A pillar of compassion
Sharon Johnston, wife of the Governor General of Canada, has some very special childhood memories. Growing up in Sault Ste. Marie, she had a first-hand perspective of both the aboriginal reserves and the Shingwauk Residential School.
“My mother was a social worker, and I often visited the reserves with her. I spent many Sundays having lunch at Shingwauk before joining the native children in the dormitories to have what were famous pillow fights,” she recalls fondly. “As a child, I only saw the fun – I did not see the loneliness.”
That was 60 years ago, but the impact of those personal interactions remain fresh for Mrs. Johnston When she moved to Ottawa in 2010 with her husband, Governor General David Johnston, she knew she wanted to focus time and energy on the causes important to Canada’s Aboriginal population.
“Once a governor general accepts the position, he or she establishes themes or pillars from personal experiences and passions,” she explains. “In David’s case, this was learning, innovation, volunteerism and philanthropy.”
Together, though, the couple agreed that a shared pillar would focus on family and children – an area in which they have a great deal of experience, given their five daughters and eight grandchildren so far. That pillar “was a natural for both of us,” she notes with humorous understatement.
“I have put my own stamp on that pillar by championing aboriginal families, especially in the area of parenting,” she says. “I have visited Aboriginal Head Start Programs, shelters for young homeless aboriginal women and their babies, and shelters for homeless youth, many of whom are aboriginal, she explains. “I take a deep interest in aboriginal initiatives that build a brighter future for all of us.”

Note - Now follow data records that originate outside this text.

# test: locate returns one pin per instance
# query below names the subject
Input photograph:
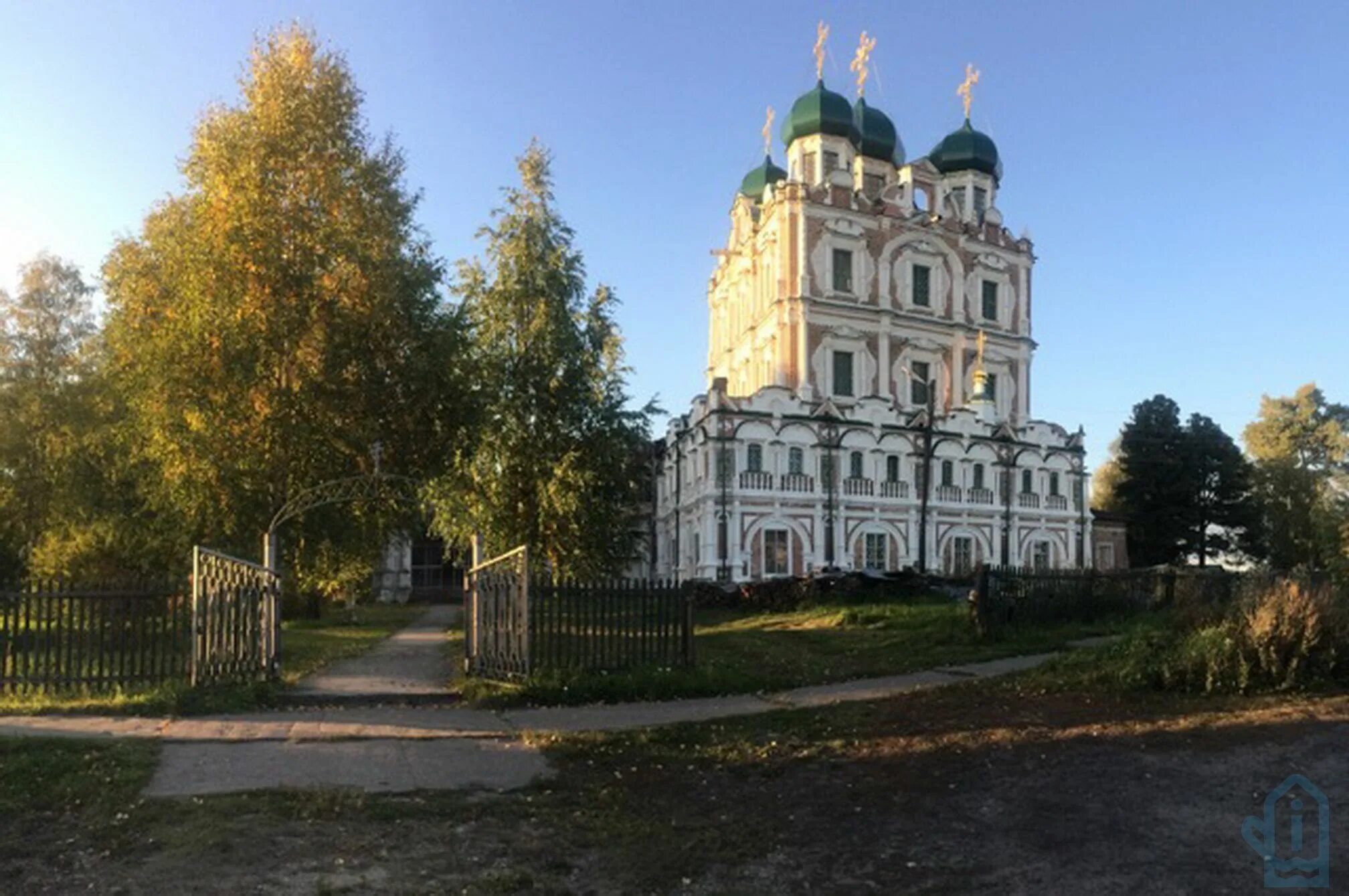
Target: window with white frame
(923, 286)
(990, 300)
(754, 458)
(919, 382)
(855, 464)
(873, 552)
(842, 270)
(844, 374)
(776, 552)
(962, 556)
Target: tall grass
(1275, 634)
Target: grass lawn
(751, 652)
(306, 645)
(1023, 784)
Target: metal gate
(234, 618)
(497, 618)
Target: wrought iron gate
(497, 617)
(234, 618)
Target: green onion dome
(819, 111)
(760, 177)
(965, 150)
(875, 135)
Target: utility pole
(927, 474)
(725, 468)
(828, 436)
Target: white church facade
(869, 366)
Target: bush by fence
(775, 596)
(1270, 633)
(1014, 596)
(517, 625)
(609, 625)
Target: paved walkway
(409, 666)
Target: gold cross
(822, 34)
(972, 77)
(864, 53)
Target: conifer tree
(560, 459)
(1301, 448)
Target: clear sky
(1181, 167)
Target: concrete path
(408, 666)
(375, 767)
(399, 748)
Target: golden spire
(864, 53)
(972, 77)
(822, 34)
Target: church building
(869, 369)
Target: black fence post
(980, 606)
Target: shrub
(1275, 634)
(1294, 632)
(775, 596)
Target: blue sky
(1182, 168)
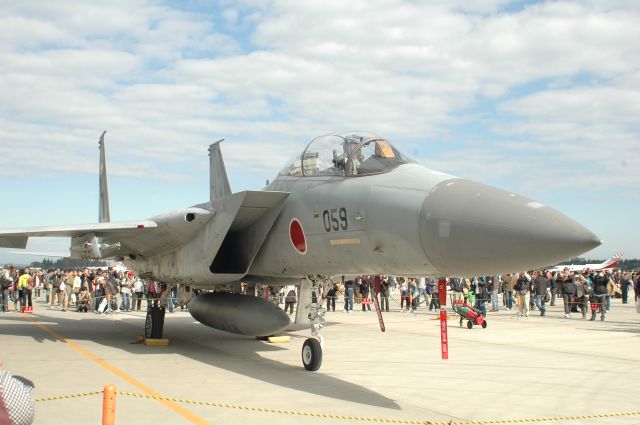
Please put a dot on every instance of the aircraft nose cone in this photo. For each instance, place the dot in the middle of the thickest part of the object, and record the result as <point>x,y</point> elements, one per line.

During her visits, Mrs. Johnston employs her trademark enthusiasm and common touch to make connections in the most personal of ways. Recently, she actually stayed overnight at an Aboriginal Mother Centre to gain a better insight into the lives of the people she is trying to help.
And in March of this year she hosted the first ever roundtable dialogue on aboriginal health at Rideau Hall, with a special focus on aboriginal children, parents and families.
“I feel very positive that our First Nations families are succeeding,” she says. “There are failures but there are also many successes. I believe we should focus on those.”
And what advice would she offer to others who are considering their own path to giving back? “Compassion is bred from passion. Expend your energy and time on what you love and what society needs.”
With that, Sharon Johnston gets back to the work of making Ottawa – and Canada – a better place for everyone.